Now on to an interesting prompt from Deirdre, on magazines..with a neat little segue way into Neils most current introspection.insecurity Friday.....Alas this little story is true.. oh..so many dirty little secrets...
After my dalliance with the muse, I fell in love with the actor..worse than actor..the Comedian..aka..THE DEVIL...ok, perhaps a bit to strong..How about Norman Bates..ok,,,we'll call him Tony..Cause he looked very much like a young Tony Perkins.
Tony was about as far away from the muse as I could get. The muse was an eagle scout..eager young pup. Tony on the other hand, was all motorcycle and wit. He was a regular at the Comedy Store...and he hit me like a freight train gone amuck. I saw him and I lost my breath. We had a several year "affair"..that spanned from coast to coast. I ran from him..back to him. Ran from him...wanted him to chase me...VERY MUCH DRAMA!!
Tony had me about as whipped as I have ever been. At one of the lowest moments of my life... I remember finding all of his PENTHOUSE mags...and in a fit of jealous insanity..opening them to the centerfolds and placing them all over his Hollywood apt( to which I had a key, because more often than not, I paid the rent...)I sat and waited for him to get home. He did...I went very GLENN CLOSE on him. I just remember feeling so betrayed. He was very well sexed.(at the time I did not know exactly HOW well sexed).I wanted to be enough. These women showed me I wasn't enough. I was very young..early twenties.
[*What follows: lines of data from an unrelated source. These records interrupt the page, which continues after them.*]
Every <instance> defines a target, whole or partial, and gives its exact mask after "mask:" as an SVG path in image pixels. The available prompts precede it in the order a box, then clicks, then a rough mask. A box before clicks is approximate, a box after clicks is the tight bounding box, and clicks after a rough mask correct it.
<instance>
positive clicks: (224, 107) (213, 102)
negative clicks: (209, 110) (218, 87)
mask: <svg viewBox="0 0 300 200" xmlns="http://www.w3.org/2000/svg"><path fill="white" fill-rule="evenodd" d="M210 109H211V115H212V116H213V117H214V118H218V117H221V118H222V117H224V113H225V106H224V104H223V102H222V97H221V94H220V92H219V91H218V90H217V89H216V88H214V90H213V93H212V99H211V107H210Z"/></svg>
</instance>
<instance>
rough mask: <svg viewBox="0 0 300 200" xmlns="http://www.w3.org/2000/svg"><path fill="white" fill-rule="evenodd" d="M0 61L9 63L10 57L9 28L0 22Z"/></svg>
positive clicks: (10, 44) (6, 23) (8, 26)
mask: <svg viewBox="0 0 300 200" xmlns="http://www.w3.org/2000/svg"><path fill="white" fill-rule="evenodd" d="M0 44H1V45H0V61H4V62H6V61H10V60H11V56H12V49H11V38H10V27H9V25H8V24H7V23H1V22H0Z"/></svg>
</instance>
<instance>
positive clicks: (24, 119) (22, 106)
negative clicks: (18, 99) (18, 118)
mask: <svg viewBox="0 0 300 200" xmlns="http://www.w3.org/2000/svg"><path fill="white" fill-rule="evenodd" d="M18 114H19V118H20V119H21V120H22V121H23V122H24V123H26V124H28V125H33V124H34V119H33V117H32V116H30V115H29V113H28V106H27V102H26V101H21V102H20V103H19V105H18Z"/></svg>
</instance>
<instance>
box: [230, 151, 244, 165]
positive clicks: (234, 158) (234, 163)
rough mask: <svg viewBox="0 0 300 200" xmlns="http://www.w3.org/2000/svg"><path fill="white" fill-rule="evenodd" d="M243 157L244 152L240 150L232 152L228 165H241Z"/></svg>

How times have changed!!..for Christmas a few years back, I bought my husband an art book on Playboy's history. I have come to see that this IDEAL form of "beauty" (aka sex)...is like believing in Santa, for men. Who am I to spoil that fun? I will never understand what drives men...Didn't Christy Brinkleys husband cheat on her??? There are just some things that are meant to be different about men and women. Period.
Tony and I were briefly friends after being lovers. We'd often laugh about that Magazine night afterwards. He would compliment me on CRAZY...I would remind him that I literally fed him..as in kept him alive for a couple of years.. and in the end a truce was called. He was at my wedding, danced with me, looked me in the eyes...and wished me happiness. I'm sure he was glad that he dodged that bullet...and I felt the same dam way.
My husband's coming home tonight. Almost 2 decades of craziness together..and not once, have I ever asked if I am enough. I know better now.